The program has been evaluated in terms of how well its content matches each of three topic-specific sets of key science ideas, and how well it provides effective instructional material in terms of a set of universal criteria for the teaching of science ideas.
This report on BSCS Middle School Science & Technology assesses the program’s life science component. However, the program’s coverage of the key life science ideas is so limited that what follows is simply a summary of findings regarding content, with no more than brief comments on the topic of instructional support.

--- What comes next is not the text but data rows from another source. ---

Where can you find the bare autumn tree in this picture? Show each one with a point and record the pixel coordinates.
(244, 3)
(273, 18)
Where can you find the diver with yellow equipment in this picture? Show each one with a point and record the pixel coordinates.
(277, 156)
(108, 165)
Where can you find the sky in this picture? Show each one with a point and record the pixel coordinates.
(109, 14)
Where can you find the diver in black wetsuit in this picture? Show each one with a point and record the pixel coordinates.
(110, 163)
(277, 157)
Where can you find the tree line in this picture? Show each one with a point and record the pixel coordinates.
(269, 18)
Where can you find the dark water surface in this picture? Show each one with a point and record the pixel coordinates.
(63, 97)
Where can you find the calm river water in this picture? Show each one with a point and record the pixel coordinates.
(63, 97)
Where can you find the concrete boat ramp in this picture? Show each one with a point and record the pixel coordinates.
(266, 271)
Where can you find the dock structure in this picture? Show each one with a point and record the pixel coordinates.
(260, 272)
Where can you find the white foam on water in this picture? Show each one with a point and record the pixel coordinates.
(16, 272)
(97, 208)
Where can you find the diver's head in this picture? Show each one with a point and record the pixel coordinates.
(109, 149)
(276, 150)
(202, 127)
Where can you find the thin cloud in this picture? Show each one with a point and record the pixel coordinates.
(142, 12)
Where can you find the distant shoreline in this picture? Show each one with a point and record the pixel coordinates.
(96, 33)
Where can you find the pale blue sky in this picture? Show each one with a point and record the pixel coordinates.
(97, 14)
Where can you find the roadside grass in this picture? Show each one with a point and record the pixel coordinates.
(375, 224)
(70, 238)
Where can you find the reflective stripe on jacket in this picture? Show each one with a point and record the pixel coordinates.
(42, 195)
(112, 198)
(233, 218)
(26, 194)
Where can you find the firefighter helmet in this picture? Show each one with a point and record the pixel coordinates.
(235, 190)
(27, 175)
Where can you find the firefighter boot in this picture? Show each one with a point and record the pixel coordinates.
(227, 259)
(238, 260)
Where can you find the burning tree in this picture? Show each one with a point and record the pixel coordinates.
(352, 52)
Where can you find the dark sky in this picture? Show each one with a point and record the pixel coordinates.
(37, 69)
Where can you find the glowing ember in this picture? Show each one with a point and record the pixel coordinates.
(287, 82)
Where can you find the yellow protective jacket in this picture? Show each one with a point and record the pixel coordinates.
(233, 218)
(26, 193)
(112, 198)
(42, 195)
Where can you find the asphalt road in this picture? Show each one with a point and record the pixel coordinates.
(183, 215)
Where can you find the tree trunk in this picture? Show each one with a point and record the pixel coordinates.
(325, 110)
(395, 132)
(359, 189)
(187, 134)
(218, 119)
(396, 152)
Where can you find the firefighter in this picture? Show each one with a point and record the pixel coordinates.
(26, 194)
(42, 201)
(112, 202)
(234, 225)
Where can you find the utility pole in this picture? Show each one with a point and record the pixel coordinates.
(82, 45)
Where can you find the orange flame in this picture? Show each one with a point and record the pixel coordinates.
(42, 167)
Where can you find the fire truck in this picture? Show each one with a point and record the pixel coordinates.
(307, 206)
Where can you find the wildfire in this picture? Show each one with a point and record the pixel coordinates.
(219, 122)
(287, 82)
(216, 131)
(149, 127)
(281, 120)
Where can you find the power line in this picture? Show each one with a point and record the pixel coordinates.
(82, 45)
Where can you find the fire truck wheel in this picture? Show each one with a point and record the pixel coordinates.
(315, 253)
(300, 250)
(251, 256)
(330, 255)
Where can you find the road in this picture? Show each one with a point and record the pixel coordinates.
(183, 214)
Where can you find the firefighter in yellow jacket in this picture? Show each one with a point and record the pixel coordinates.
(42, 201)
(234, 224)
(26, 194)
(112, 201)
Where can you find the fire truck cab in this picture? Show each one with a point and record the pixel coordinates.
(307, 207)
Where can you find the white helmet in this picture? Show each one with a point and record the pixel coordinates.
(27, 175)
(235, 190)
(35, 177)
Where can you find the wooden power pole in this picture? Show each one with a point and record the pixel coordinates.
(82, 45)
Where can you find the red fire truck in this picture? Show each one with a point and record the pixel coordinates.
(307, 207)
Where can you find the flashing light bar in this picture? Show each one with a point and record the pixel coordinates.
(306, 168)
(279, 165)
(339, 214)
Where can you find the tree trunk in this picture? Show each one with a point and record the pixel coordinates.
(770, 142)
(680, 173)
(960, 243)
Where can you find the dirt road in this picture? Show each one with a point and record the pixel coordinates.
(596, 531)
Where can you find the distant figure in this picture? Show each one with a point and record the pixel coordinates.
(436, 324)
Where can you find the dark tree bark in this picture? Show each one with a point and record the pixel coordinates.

In the following summary, some page references to the evaluated materials include the suffix “s” or “t” to distinguish between the student text and the Teacher’s Edition, respectively. The key science ideas and the instructional analysis categories are presented and discussed under Project 2061 Analysis Procedure on the main menu.
The key idea involved is that decomposers transform dead organisms into simpler substances, which other organisms can reuse (Idea c4). A partial match occurs for the ideas being addressed in a few places in Systems and Change (level C). In Chapter 12: Exploring Energy in Systems, for example, the Teacher’s Edition lists as an outcome that students should understand that “microorganisms break down [plant] material and in the process transfer some of the energy stored…into heat energy” (p. 274t, Outcomes and Indicators of Success). In the student text, students consider compost piles as an example of a system in which energy transformation occurs (pp. 274s–277s). They first read a scenario about heat produced inside a pile of grass clippings left outside for a week. Then they plan and carry out compost experiments in plastic bottles and graph the temperature changes. At the end of this activity, they are asked what role the microorganisms played in the composting system and what form the energy was in before it was released as heat.
Another key life science idea—that plants use the energy from the sun to make their own food (Idea d1)—appears in the suggested answers to the discussion questions, but is not taught in the material. In one such question, students are asked to consider what would happen to a tree, a shark, and a squirrel if sunlight were prevented from reaching the Earth’s surface, and to explain in what ways living things depend on the sun’s energy (pp. 283s–284s). In a second question, students are shown a picture of a seedling and a picture of a bear (among other pictures) and are asked to define a system relevant to each case and to explain the evidence for energy and for energy transformation (pp. 284s–285s).
The material does not treat any of the key life science ideas involving transfer or transformation of matter, nor the idea that the transformation of chemical energy into mechanical work or heat occurs in organisms other than microorganisms. At the beginning of chapter 12, the Teacher’s Edition lists several systems that students might consider in terms of energy transformation, including a potted plant and a can of food. However, the inclusion of living things as examples is optional (p. 271t).
Note: Although this material was not further analyzed for the quality of instructional support it provides, it is worth noting that its use of composting as an example of a system provides vivid experiences for students that could be used to help make the idea of energy transformation in living things plausible.